Case Name: In the Matter of Gladys B., Appellant, v. Albany County Department of Social Services et al., Respondents. (And Another Related Proceeding.)
Court: New York Supreme Court, Appellate Division
Jurisdiction: New York
Decision Date: 2000-07-13
Citations: 274 A.D.2d 689
Docket Number: 
Parties: In the Matter of Gladys B., Appellant, v Albany County Department of Social Services et al., Respondents. (And Another Related Proceeding.)
Judges: 
Reporter: Appellate Division Reports
Volume: 274
Pages: 689–691

Head Matter:
In the Matter of Gladys B., Appellant, v Albany County Department of Social Services et al., Respondents. (And Another Related Proceeding.)
[710 NYS2d 725]

Opinion:
—Crew III, J. P.
Appeal from an order of the Family Court of Albany County (To-bin, J.), entered May 4, 1999, which, inter alia, dismissed petitioner's application, in a proceeding pursuant to Family Court Act article 6, for custody of her niece.
In November 1998, respondent Albany County Department of Social Services (hereinafter respondent) commenced a proceeding pursuant to Social Services Law § 384-b seeking to terminate the parental rights of respondent Loretta B. (hereinafter the mother) upon the ground that she had abandoned her daughter (hereinafter the child), born in 1997. Thereafter, in January 1999, petitioner, the mother's sister, commenced the instant proceeding seeking to obtain custody of the child. Family Court determined that such application would be considered in the context of the dispositional hearing conducted on the underlying abandonment petition. At the conclusion of such dispositional hearing, at which the child's foster parents, petitioner and a certified social worker appeared and testified, Family Court terminated the mother's parental rights, ordered that the child be placed in respondent's custody and freed for adoption, and dismissed petitioner's application for custody. This appeal by petitioner ensued.

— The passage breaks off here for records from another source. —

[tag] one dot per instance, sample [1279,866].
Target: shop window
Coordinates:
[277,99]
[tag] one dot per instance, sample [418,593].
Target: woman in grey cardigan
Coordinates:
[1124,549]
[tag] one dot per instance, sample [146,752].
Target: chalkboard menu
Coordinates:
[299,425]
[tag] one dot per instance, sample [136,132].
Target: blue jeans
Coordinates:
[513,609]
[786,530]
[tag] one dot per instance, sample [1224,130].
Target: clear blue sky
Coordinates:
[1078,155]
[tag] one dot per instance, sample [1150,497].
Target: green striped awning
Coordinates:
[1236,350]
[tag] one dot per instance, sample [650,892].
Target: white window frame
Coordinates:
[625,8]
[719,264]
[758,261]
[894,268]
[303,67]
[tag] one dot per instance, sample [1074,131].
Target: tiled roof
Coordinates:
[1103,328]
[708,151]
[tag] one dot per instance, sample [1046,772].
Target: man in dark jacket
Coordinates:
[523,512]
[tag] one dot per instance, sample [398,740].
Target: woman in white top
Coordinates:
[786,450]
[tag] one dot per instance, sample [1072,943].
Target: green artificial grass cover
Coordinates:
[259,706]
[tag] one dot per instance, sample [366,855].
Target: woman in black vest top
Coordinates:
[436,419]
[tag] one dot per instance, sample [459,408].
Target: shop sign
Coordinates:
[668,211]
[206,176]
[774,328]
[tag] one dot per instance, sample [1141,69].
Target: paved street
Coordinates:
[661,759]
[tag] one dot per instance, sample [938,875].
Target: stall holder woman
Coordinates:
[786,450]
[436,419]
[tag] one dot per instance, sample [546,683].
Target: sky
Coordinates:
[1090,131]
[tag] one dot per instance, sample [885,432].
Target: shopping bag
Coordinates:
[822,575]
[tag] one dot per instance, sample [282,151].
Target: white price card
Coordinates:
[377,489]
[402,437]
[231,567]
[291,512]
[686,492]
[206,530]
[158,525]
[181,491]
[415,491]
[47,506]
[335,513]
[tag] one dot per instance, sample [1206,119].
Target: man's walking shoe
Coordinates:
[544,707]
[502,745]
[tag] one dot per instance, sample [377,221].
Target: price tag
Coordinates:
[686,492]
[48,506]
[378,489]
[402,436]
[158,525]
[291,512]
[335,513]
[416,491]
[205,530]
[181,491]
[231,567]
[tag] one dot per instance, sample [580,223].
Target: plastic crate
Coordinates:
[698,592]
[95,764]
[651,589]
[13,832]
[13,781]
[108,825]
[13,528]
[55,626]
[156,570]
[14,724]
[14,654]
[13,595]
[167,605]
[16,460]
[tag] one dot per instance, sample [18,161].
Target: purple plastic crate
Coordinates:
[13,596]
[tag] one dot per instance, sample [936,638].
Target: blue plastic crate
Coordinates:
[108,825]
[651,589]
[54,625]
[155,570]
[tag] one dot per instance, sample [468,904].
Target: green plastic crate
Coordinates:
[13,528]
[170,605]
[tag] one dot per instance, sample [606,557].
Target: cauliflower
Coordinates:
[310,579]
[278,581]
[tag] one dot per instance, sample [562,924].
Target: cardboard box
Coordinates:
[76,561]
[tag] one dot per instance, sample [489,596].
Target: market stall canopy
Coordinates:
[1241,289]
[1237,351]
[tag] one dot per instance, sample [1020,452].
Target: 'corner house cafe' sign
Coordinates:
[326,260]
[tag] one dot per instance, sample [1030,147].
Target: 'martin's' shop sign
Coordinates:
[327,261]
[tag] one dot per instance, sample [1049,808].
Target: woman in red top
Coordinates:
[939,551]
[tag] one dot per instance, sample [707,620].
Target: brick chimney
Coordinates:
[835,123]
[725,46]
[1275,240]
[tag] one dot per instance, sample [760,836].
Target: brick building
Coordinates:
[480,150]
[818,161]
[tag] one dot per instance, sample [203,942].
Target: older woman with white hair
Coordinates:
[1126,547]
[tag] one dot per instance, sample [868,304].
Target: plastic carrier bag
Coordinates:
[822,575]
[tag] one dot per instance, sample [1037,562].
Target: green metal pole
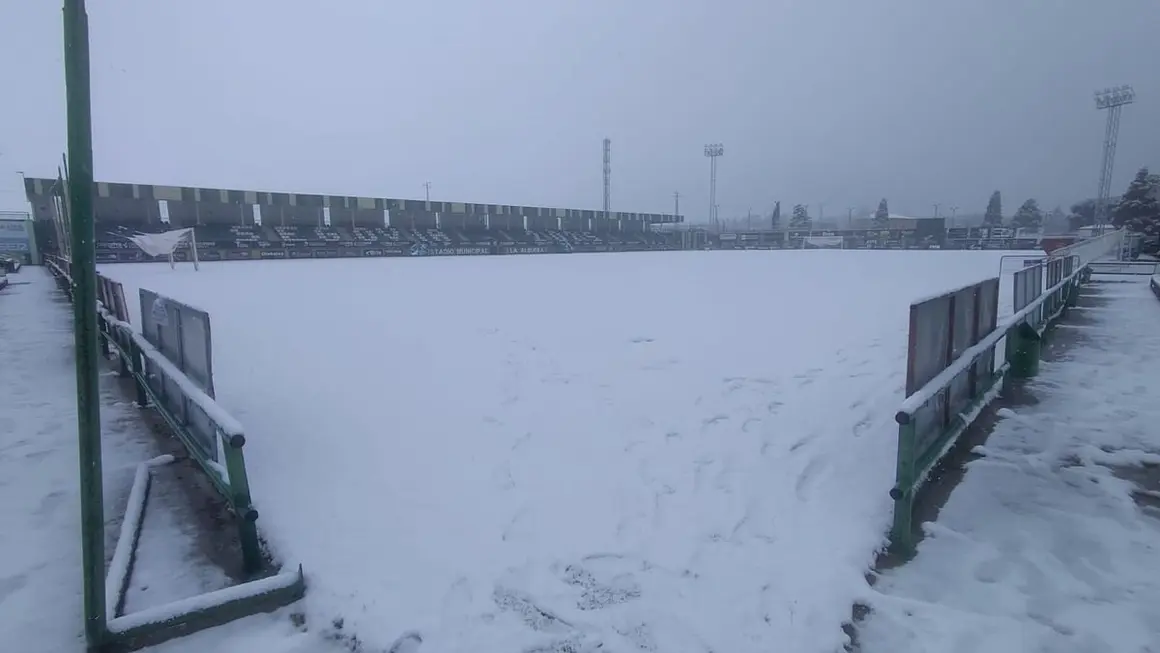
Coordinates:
[84,273]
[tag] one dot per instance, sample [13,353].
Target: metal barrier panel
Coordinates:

We affirm. Following a finding of abandonment, Family Court's determination as to custody is governed by what is in the child's best interest (see, Matter of Crystal C., 219 AD2d 601, 602). Based upon our review of the record before us, we cannot say that Family Court erroneously concluded that it would not be in the child's best interest to award custody to petitioner.
Even accepting petitioner's proffered reasons for her delay in seeking custody, the fact remains that petitioner visited with the child on only five occasions during 1998 and, as a result, had not established any emotional bond with the child. On the other hand, both the child's foster parents, who expressed a desire to adopt the child, and the certified social worker engaged by respondent to evaluate the relationship between the child and the foster parents, testified as to the strong emotional bond that existed between the child and her foster parents, with whom the child has resided since shortly after her birth. The social worker, who also testified as to the child's home environment and indicated that the child was happy and secure, further opined that removing the child from her foster parents could cause the child to regress in her development. Although petitioner plainly is of the view that placement with a biological family member would be in the child's best interest, it must be remembered that petitioner's status as the child's aunt does not grant her a superior right to custody, nor does petitioner enjoy any precedence or preference in this regard (see, Matter of Elizabeth YY. v Albany County Dept, of Social Servs., 229 AD2d 618, 620). That being the case, and in view of the testimony adduced in this matter, we perceive no basis upon which to disturb Family Court's determination as to custody.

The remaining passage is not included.